Skolnick had already interviewed Chopra by June 17th who admitted being a
consultant for MAPI. Chopra is also medical director of the Maharishi
Ayur-Veda Health Center. Both MAPI and the health facility are located in
Lancaster, Massachusetts. Chopra was also president, treasurer and clerk
until 1988 for MAPI. On June 20th Skolnick received a faxed letter from
Chopra claiming he no longer had any connection to MAPI.
In August
JAMA ran the three authors' revised disclosure, including Chopra's
statement that he was a board member of MAPI.
Things went nuclear
in October with JAMA's publication of the article's letters-to-the-editor
and Skolnicks' plutonium-packed 6-page report entitled, Maharishi
Ayur-Veda: Guru' Marketing Scheme Promises the World Eternal 'Perfect
Health.' Science editors at big city newspapers picked up on the story.
David Periman of the San Francisco Chronicle began, "The Journal of the
American Medical Association charged yesterday that followers of Indian
guru Maharishi Mahesh Yogi duped the magazine into publishing an article
touting a line of Hindu herbal medicines without revealing their own
financial interests in the healing systems." Periman talked to Chopra in
Belgium. Chopra said JAMA's charges were "hilariously comical,' pointing
to the magazine's advertising ties with the medical industry. He told the
Chronicle "I don't see how this can be a conflict of
interest."
Skolnick's story methodically relates TM's research,
finance and marketing policies. The story took particular aim at the
expensive price tags for Maharishi Ayur-Veda treatments. A year's supply
of Maharishi Amrit Kalash cost US $1,000, more than half of the average
health care cost of an American citizen. TM's yagyas (fire ceremonies)
performed for illness cost from $3,300 to $11,500. Yet, Skolnick failed to
mention that western drug treatments are equally as expensive.
Drs.
Chopra and Sharma are men of integrity and it is very doubtful there was
purposeful deception involved here. Their original article presented
ayurveda as viable and even visionary. But the disclosure carelessness has
cast a shadow on not only TM but ayurveda as well.
The Reputation
of Ayurveda
In June, 1987, TM was invited to make a presentation at
an Economic Botany conference in Chicago. TM submitted two abstracts. But
when they arrived, they brought a local CBS TV camera crew and gave
instead a not-so-impromptu marketing presentation on the Maharishi product
line. Charlotte Gyllenhaal, Ph.D, who helped organize the conference, said
there "is so much potential for finding useful drugs from the thousands of
years of interesting observations made by India's traditional healers.

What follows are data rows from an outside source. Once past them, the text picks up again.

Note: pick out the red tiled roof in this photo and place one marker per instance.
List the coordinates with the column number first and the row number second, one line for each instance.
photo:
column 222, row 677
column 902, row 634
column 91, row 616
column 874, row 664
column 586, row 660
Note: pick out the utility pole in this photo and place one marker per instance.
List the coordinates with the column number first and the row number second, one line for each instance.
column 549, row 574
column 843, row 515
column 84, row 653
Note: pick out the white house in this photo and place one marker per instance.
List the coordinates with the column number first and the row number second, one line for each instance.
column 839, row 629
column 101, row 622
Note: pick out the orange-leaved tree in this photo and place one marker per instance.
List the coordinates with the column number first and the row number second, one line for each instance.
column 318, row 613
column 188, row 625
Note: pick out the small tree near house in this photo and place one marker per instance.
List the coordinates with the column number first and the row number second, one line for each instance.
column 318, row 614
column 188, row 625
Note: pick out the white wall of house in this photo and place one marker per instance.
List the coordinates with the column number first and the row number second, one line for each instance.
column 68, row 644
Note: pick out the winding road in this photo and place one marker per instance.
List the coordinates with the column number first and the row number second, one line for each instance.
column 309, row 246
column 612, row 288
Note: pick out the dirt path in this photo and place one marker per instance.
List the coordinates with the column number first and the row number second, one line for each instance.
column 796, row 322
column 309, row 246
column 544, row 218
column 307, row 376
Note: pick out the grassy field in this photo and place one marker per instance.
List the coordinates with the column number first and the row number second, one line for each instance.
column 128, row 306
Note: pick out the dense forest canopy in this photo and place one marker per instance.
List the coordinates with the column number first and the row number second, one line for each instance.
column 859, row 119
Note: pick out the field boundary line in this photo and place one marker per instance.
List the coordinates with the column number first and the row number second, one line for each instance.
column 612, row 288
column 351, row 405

It's really a shame that this group's deceptive activities may become
associated with all of ayurveda."
Cult Battle
The October
"Letters to the Editor" section of JAMA was to battleground between pro TM
doctors and anti-TM experts, many of whom are hired guns for cult
activists. Excerpts follow:
"JAMA should be highly praised for its
recent publication concerning Maharishi Ayur-Veda. Maharishi Ayur-Veda
addresses preventive medicine at its most fundamental aspect, long before
physical manifestation of the disease process is evident." David
Perlmuter, MD. "The article you published on Maharishi Ayur-Veda sent up a
number of inflated and magical balloons. Much of the scientific material I
have read supporting TM is based on nonfalsifiable assumptions like
Maharishi's idiotic extrapolations from unified field theories." Joseph P.
Szimhart, paid consultant to "victims" of "the TM cult."